Auf der anderen Seite mag ein Nichtgottgeweihter seinen

tätigkeitsgemäßen Pflichten voll nachkommen und dennoch

nichts gewinnen."

Es gibt viele Tätigkeiten, die sowohl von den Schriften als

auch von der Tradition vorgeschrieben werden, doch ein

Transzendentalist sollte alle materiellen Tätigkeiten

aufgeben, um spirituellen Fortschritt im Leben zu machen,

das heisst um Krsna-Bewusstsein zu entwickeln. Man mag

einwenden, dass man durch Krsna-Bewusstsein die höchste

Vollkommenheit nur erreichen könne, wenn man es

vollende, dass man aber sowohl in materieller als auch in

spiritueller Hinsicht verliere, wenn man diese Stufe nicht

erreiche. In den Schriften heisst es, dass man die Reaktionen

erleiden müsse, wenn man seine vorgeschriebenen
Pflichten nicht erfülle; wer es daher versäume,

transzendentale Tätigkeiten in rechter Weise auszuführen,

sei diesen Reaktionen ausgesetzt. Das Bhagavatam

versichert dem erfolglosen Transzendentalisten, dass er

nichts zu befürchten hat. Selbst wenn er den Reaktionen

ausgesetzt sein mag, die auf unvollkommen ausgeführte

vorgeschriebene Pflichten folgen, ist er dennoch kein

Verlierer, denn das glückspendende Krsna-Bewusstsein ist

niemals vergessen, und jemand, der einmal in dieser Weise

tätig war, wird damit fortfahren, selbst wenn er im nächsten

Leben in einer niedrigen Familie geboren wird. Wer aber,

auf der anderen Seite, nur streng den vorgeschriebenen

Pflichten folgt, braucht nicht unbedingt glückbringende

Ergebnisse zu erreichen, wenn es ihm an Krsna-Bewusstsein

mangelt.

Die Bedeutung mag wie folgt verstanden werden: Die

Menschen können in zwei Gruppen unterteilt werden,

nämlich die regulierten und die unregulierten. Diejenigen,

die nur, wie die Tiere, ihre Sinne befriedigen, ohne von

ihrem nächsten Leben und spiritueller Erlösung zu wissen,

gehören zu den unregulierten Menschen. Im Gegensatz

dazu werden diejenigen, die den Prinzipien der in den

Schriften vorgeschriebenen Pflichten folgen, zu den

regulierten Menschen gezählt. Die unregulierten Menschen

- zivilisierte und unzivilisierte, gebildete und ungebildete,

starke und schwache - sind voller tierischer Neigungen.

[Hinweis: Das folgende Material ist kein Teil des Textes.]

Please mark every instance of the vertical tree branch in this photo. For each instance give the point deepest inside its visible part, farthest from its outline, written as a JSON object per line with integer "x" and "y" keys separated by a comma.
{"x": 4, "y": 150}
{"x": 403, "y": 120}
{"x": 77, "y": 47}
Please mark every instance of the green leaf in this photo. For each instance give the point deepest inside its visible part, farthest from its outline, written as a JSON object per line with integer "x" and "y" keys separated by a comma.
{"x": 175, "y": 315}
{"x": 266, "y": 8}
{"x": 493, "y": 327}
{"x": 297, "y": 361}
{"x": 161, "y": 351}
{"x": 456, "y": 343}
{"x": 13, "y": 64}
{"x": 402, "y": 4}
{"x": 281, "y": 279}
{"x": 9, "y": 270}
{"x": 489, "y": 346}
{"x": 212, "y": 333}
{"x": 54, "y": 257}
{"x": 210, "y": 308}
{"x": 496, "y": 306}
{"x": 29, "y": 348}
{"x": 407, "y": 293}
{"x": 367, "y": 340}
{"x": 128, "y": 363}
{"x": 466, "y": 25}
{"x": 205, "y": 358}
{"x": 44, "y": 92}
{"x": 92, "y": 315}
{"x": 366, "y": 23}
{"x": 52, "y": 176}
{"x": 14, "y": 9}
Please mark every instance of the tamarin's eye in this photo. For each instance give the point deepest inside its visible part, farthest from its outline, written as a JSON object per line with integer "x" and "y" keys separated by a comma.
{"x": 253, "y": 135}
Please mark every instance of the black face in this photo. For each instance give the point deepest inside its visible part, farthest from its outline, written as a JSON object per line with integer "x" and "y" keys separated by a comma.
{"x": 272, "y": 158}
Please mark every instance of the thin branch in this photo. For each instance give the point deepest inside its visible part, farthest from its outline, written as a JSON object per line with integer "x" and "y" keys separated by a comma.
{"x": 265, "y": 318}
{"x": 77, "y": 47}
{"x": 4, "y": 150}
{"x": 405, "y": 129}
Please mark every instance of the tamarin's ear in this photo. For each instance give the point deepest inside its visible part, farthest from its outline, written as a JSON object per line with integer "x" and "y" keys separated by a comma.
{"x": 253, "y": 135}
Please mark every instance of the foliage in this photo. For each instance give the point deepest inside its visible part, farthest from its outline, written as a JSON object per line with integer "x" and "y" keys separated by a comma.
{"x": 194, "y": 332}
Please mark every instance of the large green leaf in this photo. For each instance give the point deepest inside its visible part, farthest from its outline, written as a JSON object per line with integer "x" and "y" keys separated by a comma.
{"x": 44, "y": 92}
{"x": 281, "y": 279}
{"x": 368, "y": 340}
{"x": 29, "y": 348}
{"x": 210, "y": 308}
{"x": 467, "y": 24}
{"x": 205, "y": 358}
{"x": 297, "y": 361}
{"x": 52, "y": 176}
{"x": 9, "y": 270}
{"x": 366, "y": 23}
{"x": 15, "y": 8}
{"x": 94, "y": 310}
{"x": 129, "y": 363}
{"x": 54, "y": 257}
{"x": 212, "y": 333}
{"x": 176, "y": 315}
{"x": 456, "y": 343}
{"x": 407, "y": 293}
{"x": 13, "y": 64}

Ihre Tätigkeiten sind niemals glückbringend, denn weil sie

die tierischen Neigungen, wie Essen, Schlafen,

Sichverteidigen und Sexualität, genießen, bleiben sie

fortwährend im materiellen Dasein, das immer leidvoll ist.

Auf der anderen Seite machen diejenigen, die durch die

Unterweisungen der Schriften reguliert sind und sich auf

diese Weise allmählich zum Krsna-Bewusstsein erheben,

Fortschritte im Leben.

Diejenigen, die dem glückverheißenden Pfad folgen,

können in drei Gruppen gegliedert werden: 1) diejenigen,

die den Regeln und Regulierungen der Schriften folgen und

daher materiellen Wohlstand genießen, 2) diejenigen, die

die endgültige Befreiung vom materiellen Dasein suchen

und 3) diejenigen, die Geweihte im Krsna-Bewusstsein sind.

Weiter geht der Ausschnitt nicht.